I think I set this thread going in a bad direction by some injudicious wording, and while it’s probably too late to fix it, I’m going to paste in here something that I wrote to Tim Burke about “groupthink”:

Tim wrote: “Academics are not motivated to groupthink out of a loyalty to liberal causes, left-wing politics or registration in the Democratic Party, though in many disciplines at the moment, they may end up predominantly having those affiliations in a smug, uninterrogated manner. They’re motivated to groupthink by the institutional organization of academic life.”

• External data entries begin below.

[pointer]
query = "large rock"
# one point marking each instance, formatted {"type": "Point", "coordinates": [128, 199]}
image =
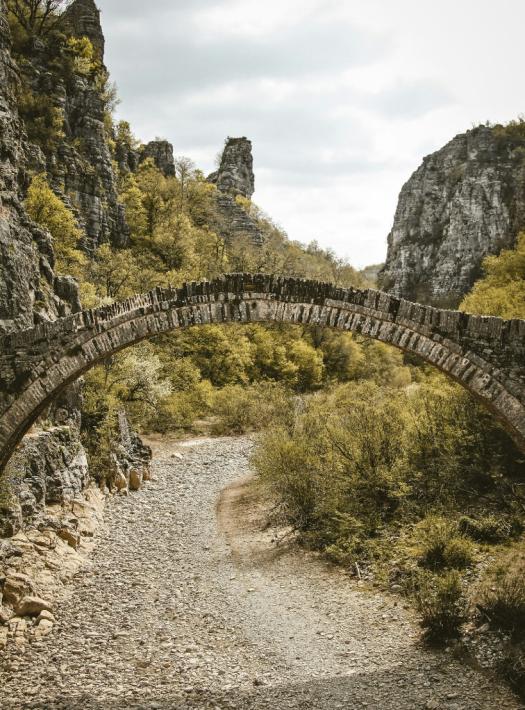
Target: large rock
{"type": "Point", "coordinates": [464, 202]}
{"type": "Point", "coordinates": [16, 587]}
{"type": "Point", "coordinates": [233, 179]}
{"type": "Point", "coordinates": [161, 152]}
{"type": "Point", "coordinates": [26, 255]}
{"type": "Point", "coordinates": [235, 174]}
{"type": "Point", "coordinates": [50, 467]}
{"type": "Point", "coordinates": [82, 18]}
{"type": "Point", "coordinates": [32, 606]}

I think that “loyalty to liberal causes” plays some role, not no role at all; but surely he’s right to say that “the institutional organization of academic life” is more important. However, I think a third consideration is more important still, and that’s the shortage of good jobs, or what most graduate students think are good jobs. Every graduate student in the humanities and the social sciences is thoroughly socialized into assumptions of scarcity — for good reason — and as a result graduate students and their advisors alike become extremely risk-averse. Now, when you’re talking about food or water, scarcity can (at least when extreme) increase risk-taking; but in academia this just doesn’t happen: when it’s not a life-or-death matter, the risk/reward ratios don’t encourage adventurousness. The more a discipline is concerned about the shortage of jobs, the more reluctant advisors are to suggest or allow any dissertation proposal that stands a good chance of being ruled out for unorthodoxy, and the more reluctant even the most adventurous students are to push the point. If this analysis is correct, then the worse the job situation is in a given discipline the more completely groupthink will reign; and I think that is indeed the case.

20

aj 12.06.04 at 4:44 am

Also relevant to this whole discussion is an article Mark Bauerlein wrote for the _Partisan Review_ a few years back entitled, “Social Constructionism: Philosophy for the Academic Workplace.” Whatever your views on social constructionism, it’s worth reading for what Bauerlein has to say about “the institutional organization of academic life.” He is particularly critical of the intensification of publication requirements for tenure.

21

robbo 12.06.04 at 5:50 am

Ayjay, if the thread really is “going in a bad direction” maybe it’s because you’ve put up a quarter of the posts. As others have pointed out, your “thought experiment” is not particularly realistic or useful. An academic who’s CV was so thin that he had to list membership in Greenpeace or the NRA would be on shaky ground to begin with. He might as well note that he posts frequently on CT!

And it’s funny that you pedantically lecture me that “English departments used to be havens for social conservatives and religious believers.” That may be true, but it seems that you’ve gone on a tangent from what I wrote and what PZ Myers reinforced — that there are precious few biologists who can support the pervasive and obvious anti-ecological and anti-science stance of the modern Republican Party.

Naturally this could easily change in the future, but only if Republicans themselves were to change in a fundamental way, by approaching science and ecology in a way that would allow more self-respecting ecologists to support them. There’s no reason why Republicans can’t do this, but it would likely mean supporting increased regulation of polluting and otherwise ecologically damaging activities, and there’s every indication that Republicans are charging hard in the opposite direction.

In the meantime, the phenomenon of biologists tilting consistently to the left will not change, no matter what happened in English departments.